Da giovedì 15 a giovedì 29 settembre a partire dalle ore 15, nei suggestivi spazi dell’antica Viterbo sotterranea, sarà allestita un’installazione speciale ed esclusiva nata dalla collaborazione tra Quartieri dell’Arte e CSS Udine, creata da MARIO MARTONE a partire dal testo teatrale del drammaturgo franco-maghrebino BERNARD MARIE KOLTÈS, “NELLA SOLITUDINE DEI CAMPI DI COTONE”.
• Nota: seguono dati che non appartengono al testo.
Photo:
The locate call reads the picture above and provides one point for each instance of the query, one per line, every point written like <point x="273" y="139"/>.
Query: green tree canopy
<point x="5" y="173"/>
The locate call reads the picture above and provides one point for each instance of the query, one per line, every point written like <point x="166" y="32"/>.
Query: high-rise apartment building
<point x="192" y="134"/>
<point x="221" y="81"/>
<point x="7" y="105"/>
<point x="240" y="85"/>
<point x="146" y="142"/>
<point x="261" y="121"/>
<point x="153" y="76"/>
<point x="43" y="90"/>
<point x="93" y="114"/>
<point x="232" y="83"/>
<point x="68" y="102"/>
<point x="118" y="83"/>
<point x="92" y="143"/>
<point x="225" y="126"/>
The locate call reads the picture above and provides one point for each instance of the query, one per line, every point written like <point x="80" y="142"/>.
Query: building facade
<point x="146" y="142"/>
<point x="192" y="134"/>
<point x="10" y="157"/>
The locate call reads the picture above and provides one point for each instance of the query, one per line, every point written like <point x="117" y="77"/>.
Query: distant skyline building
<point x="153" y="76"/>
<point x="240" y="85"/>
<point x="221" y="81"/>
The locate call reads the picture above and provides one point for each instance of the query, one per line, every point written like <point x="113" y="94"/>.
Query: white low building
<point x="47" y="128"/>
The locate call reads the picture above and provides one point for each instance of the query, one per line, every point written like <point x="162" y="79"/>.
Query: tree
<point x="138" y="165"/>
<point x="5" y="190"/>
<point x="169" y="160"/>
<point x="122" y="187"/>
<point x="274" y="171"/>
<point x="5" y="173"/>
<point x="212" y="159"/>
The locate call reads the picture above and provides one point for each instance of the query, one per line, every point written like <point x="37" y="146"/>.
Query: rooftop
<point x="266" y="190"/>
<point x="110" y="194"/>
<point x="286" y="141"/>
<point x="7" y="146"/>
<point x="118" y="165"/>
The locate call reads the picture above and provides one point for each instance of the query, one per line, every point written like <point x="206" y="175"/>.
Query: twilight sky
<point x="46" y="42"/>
Si tratta di un’installazione sonora in forma di LABIRINTO ABITABILE DA DUE SPETTATORI PER VOLTA, riallestita per l’occasione da FABRIZIO ARCURI, con un intervento di TEHO TEARDO per il paesaggio sonoro. Nel suo attraversamento echeggia il racconto di uno dei testi più perturbanti di Koltès, con le voci inconfondibili di CLAUDIO AMENDOLA e CARLO CECCHI, per un formidabile incontro con l’Altro. “Ho scelto il testo di Koltès perché mi sembrava molto adatto per un ascolto”, afferma Mario Martone – “un lungo dialogo in cui ogni battuta è un monologo, l’incontro solitario e casuale tra un uomo che vende qualcosa (il Dealer) e qualcuno che potrebbe comprare qualcosa (il Cliente), e questo qualcosa è il mistero”. Il Festival continua fino al 7 novembre con un cartellone ibrido che va da Shakespeare e Koltès alle ultime tendenze creative, tra arte digitale e rap, con QUATTORDICI TITOLI IN PROGRAMMA per un totale di SETTANTA EVENTI. In appendice, anche un appuntamento straordinario al Teatro Basilica di Roma.